NEW YORK — Employees of ForstmannLeff Associates LLC, caught in the middle of a controversy surrounding parent company Refco Group Holdings Inc., will acquire complete ownership of their boutique investment management firm before year's end.
Richard Goldman, president and CEO of New York-based ForstmannLeff, said the firm struck a deal Nov. 11 to acquire the 65% stake in his firm that had been held by Phillip Bennett through Mr. Bennett's holding company, Refco Group Holdings. Mr. Bennett, the former CEO of Refco Inc., was indicted by a grand jury Nov. 10 on eight counts of conspiracy, securities fraud, false filings and wire fraud.

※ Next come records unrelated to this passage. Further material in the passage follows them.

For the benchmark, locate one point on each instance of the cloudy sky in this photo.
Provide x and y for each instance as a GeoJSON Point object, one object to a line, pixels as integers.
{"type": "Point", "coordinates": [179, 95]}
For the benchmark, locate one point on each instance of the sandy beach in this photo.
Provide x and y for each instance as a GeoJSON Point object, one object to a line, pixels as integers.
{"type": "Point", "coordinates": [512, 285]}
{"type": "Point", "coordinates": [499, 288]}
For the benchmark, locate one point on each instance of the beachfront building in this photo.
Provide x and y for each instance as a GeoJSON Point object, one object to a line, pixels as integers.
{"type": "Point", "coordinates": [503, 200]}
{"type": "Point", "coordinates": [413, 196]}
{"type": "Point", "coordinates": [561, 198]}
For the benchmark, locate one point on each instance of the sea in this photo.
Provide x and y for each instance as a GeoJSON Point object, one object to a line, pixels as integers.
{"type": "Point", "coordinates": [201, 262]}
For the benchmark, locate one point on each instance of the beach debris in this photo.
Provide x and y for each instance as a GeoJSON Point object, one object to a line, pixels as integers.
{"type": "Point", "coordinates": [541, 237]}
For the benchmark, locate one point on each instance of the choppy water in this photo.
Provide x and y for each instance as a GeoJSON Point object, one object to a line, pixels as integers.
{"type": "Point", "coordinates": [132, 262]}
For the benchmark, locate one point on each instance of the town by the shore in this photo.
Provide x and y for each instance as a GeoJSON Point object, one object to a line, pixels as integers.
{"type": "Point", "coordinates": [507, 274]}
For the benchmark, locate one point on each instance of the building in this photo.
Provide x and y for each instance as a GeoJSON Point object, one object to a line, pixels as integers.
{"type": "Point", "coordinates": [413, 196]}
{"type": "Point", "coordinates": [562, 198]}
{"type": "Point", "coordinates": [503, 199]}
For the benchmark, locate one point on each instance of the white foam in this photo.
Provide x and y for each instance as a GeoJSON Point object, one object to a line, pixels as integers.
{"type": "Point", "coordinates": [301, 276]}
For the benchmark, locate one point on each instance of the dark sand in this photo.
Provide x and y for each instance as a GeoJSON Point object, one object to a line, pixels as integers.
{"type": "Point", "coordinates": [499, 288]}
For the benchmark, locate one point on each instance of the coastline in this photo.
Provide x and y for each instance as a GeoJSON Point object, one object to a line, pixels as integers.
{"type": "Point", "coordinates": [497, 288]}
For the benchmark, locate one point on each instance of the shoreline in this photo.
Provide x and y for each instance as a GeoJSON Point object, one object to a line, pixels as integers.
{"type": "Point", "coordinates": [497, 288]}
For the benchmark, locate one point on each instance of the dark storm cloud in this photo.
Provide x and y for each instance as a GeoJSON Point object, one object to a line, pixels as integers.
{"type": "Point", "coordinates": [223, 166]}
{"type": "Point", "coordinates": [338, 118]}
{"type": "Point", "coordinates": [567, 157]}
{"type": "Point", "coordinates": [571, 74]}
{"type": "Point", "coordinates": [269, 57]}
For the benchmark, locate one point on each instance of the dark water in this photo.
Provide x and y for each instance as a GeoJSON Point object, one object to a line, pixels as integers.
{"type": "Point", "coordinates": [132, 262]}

The firm's management and employees already owned the remaining 35% of the firm.
"This transfer simplifies the firm's ownership structure and provides the employees with full autonomy over the business," said Mr. Goldman.
The assets of Mr. Bennett's holding company have now been placed in an escrow account, and before the transaction can be completed, ForstmannLeff must formally notify its clients by sending a "negative consent letter" that gives them the option of terminating the firm, Mr. Goldman said.
"I believe that they will be favorably inclined to support the transaction," said Mr. Goldman. Assuming the deal goes through as planned, the 100% interest of the firm will be transferred to its employees in early December.